Supports our use of IV but does not explicitly test any of the criteria for the validity of our instrument.
Q: Run an OLS of lwages on feduc. Why doesn’t the significant coefficient on feduc invalidate its use as an instrument?
A:
summary(iv.ReducedForm)
Call:
lm(formula = lwage ~ feduc, data = cleandata)
Residuals:
Min 1Q Median 3Q Max
-2.09105 -0.23850 0.02758 0.27645 1.16701
Coefficients:
Estimate Std. Error t value Pr(>|t|)
(Intercept) 6.507909 0.051080 127.405 < 2e-16 ***
feduc 0.029825 0.004736 6.297 5.52e-10 ***
---
Signif. codes: 0 '***' 0.001 '**' 0.01 '*' 0.05 '.' 0.1 ' ' 1
Residual standard error: 0.4007 on 661 degrees of freedom
Multiple R-squared: 0.0566, Adjusted R-squared: 0.05517
F-statistic: 39.66 on 1 and 661 DF, p-value: 5.517e-10
This is the reduced form we saw earlier
The key to the exclusion restriction is that the instrument is not related to the outcomes AFTER controlling for the treatment variable.

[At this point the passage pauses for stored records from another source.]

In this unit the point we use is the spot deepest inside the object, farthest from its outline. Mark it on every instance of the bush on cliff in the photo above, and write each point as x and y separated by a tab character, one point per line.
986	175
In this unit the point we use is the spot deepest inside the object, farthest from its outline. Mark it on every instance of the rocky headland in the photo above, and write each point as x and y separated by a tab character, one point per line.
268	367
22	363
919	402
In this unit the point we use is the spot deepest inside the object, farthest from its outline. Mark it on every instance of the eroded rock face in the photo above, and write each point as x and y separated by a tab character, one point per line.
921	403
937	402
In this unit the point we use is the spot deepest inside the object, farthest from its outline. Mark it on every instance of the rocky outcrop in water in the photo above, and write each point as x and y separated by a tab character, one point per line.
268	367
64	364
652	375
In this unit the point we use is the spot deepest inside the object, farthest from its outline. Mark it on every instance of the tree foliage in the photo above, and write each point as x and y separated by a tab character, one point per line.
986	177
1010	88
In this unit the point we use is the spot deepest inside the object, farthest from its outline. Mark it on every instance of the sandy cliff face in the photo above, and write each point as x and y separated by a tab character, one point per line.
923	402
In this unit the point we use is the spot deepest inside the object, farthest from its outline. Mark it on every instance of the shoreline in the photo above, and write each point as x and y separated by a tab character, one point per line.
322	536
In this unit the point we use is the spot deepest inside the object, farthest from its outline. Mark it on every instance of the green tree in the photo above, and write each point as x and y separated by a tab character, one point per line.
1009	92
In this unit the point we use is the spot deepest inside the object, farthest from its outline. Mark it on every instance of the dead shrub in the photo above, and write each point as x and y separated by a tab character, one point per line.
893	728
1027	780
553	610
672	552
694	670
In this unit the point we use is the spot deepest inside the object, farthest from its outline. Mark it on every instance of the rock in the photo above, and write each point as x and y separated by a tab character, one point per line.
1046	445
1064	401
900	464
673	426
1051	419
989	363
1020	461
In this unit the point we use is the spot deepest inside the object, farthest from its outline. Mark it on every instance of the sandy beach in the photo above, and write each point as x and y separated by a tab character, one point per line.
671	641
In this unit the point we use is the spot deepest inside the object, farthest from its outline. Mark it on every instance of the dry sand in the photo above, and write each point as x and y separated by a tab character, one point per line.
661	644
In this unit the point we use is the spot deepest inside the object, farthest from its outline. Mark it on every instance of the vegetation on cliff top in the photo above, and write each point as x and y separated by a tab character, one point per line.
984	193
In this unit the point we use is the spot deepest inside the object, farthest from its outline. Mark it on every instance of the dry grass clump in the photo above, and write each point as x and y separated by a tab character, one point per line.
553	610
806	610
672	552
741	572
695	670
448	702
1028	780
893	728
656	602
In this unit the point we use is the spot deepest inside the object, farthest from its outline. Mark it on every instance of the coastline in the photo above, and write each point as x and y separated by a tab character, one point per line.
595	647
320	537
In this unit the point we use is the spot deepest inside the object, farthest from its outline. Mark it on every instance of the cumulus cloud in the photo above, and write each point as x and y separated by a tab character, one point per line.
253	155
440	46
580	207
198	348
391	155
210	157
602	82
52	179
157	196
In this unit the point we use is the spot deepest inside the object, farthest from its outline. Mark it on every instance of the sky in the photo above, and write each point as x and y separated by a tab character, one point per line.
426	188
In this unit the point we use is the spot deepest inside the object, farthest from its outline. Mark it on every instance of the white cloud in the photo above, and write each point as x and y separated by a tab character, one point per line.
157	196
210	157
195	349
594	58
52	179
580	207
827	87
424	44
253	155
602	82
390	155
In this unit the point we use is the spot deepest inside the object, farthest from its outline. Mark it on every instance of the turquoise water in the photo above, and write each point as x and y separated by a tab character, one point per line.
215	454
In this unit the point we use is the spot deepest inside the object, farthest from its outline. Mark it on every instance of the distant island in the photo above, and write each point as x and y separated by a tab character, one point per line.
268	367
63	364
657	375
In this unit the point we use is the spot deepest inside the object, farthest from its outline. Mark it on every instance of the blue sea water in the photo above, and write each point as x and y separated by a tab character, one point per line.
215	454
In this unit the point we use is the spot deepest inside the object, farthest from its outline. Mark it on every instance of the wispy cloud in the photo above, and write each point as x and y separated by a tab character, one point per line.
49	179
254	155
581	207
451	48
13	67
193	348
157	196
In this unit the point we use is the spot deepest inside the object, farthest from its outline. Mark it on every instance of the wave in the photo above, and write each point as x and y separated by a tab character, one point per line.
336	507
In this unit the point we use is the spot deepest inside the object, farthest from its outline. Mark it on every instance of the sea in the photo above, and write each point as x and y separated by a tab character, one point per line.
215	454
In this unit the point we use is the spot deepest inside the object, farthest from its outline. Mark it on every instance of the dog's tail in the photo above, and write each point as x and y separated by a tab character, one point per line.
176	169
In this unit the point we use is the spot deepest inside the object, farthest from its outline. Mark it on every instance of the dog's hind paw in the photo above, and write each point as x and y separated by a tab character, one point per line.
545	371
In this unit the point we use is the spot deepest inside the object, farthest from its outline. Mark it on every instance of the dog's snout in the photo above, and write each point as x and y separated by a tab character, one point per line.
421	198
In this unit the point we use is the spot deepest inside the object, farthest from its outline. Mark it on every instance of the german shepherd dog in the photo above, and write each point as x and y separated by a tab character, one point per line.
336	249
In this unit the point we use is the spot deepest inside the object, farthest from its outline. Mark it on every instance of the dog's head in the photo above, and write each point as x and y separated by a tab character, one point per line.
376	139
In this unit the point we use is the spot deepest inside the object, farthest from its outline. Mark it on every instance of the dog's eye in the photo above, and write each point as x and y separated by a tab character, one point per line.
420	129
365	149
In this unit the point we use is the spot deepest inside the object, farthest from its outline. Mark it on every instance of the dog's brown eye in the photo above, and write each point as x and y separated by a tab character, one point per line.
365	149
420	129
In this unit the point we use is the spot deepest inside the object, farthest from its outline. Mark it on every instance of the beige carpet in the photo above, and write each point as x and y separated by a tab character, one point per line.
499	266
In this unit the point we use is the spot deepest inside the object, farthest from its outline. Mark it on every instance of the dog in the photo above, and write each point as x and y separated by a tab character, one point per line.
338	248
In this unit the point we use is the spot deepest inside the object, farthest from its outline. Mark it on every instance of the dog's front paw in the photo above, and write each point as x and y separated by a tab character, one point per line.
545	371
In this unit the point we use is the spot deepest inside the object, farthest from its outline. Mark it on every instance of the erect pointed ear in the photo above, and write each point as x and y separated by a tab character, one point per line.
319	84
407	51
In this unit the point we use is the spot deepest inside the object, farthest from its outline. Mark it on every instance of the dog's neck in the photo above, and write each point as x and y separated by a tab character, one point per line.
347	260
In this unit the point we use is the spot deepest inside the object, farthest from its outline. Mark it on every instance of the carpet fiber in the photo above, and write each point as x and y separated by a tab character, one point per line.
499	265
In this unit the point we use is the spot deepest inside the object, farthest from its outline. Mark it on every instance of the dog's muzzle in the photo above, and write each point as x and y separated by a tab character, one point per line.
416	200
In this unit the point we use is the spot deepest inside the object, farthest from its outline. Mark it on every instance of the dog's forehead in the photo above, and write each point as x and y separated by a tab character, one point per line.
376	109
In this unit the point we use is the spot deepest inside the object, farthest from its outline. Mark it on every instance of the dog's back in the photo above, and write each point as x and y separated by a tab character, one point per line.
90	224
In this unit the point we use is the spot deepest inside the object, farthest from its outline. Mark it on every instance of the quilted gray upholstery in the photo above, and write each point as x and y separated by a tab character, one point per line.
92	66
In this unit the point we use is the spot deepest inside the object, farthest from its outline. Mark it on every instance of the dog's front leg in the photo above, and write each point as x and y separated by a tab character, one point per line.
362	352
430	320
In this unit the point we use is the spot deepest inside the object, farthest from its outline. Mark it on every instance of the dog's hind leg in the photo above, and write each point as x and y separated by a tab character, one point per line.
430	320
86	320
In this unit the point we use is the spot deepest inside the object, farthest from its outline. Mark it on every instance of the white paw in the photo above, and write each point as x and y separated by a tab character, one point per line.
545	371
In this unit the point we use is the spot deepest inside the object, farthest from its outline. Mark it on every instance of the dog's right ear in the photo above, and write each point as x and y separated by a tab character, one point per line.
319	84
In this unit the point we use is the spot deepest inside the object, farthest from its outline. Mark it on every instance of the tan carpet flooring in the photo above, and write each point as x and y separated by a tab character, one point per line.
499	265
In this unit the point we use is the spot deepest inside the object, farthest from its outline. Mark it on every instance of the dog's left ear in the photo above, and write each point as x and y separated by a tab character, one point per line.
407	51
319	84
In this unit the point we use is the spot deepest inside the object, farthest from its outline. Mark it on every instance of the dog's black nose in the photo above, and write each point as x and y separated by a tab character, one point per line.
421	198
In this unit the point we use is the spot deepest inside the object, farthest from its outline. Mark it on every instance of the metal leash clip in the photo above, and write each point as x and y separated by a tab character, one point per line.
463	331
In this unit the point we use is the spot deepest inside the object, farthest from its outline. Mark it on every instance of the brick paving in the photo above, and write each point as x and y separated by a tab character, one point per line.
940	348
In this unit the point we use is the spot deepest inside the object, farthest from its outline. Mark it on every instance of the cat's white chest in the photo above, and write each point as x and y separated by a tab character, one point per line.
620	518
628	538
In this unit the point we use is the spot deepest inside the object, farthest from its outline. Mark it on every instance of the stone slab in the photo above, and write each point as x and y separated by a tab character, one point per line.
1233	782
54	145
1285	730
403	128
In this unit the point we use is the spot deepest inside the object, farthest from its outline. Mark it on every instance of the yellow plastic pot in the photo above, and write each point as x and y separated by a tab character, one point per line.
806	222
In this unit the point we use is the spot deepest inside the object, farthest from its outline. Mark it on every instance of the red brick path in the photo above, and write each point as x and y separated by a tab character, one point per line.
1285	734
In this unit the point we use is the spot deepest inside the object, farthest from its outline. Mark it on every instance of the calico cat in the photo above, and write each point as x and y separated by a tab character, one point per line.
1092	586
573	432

In our case, feduc and educ are related. The coefficient from this reduced form could be detecting the direct effects of feduc on wages as well as the indirect effects via educ.
If feduc was not related at all to wages, then the instrument likley wouldn’t be relevant.
Q5
Expand the IV by controlling for hours, IQ, and exper. What is the new ATE? What does the change in the ATE suggest about the new covariates?
iv2<-ivreg(lwage ~ educ + hours + IQ + exper | feduc + hours + IQ + exper, data = cleandata)summary(iv2, diagnostics =TRUE)
Call:
ivreg(formula = lwage ~ educ + hours + IQ + exper | feduc + hours +
IQ + exper, data = cleandata)
Residuals:
Min 1Q Median 3Q Max
-1.66289 -0.25809 0.01406 0.27684 1.35564
Coefficients:
Estimate Std. Error t value Pr(>|t|)
(Intercept) 4.632473 0.341076 13.582 < 2e-16 ***
educ 0.159562 0.036883 4.326 1.75e-05 ***
hours -0.006016 0.002277 -2.642 0.00845 **
IQ -0.001741 0.002828 -0.615 0.53846
exper 0.038821 0.007639 5.082 4.87e-07 ***
Diagnostic tests:
df1 df2 statistic p-value
Weak instruments 1 658 44.96 4.34e-11 ***
Wu-Hausman 1 657 9.46 0.00219 **
Sargan 0 NA NA NA
---
Signif. codes: 0 '***' 0.001 '**' 0.01 '*' 0.05 '.' 0.1 ' ' 1
Residual standard error: 0.4121 on 658 degrees of freedom
Multiple R-Squared: 0.006749, Adjusted R-squared: 0.000711
Wald test: 23.63 on 4 and 658 DF, p-value: < 2.2e-16
A:
The new ATE is .1595
This is quite a bit larger than the previous estimate of .1034
The change implies that the new covariates not only were relevant to wages but also related to education.
In the previous implementation, these confounders were omitted variables.
By explicitly controlling for these directions of confounding we are reducing the OVB, thereby sharpening the ATE estimate.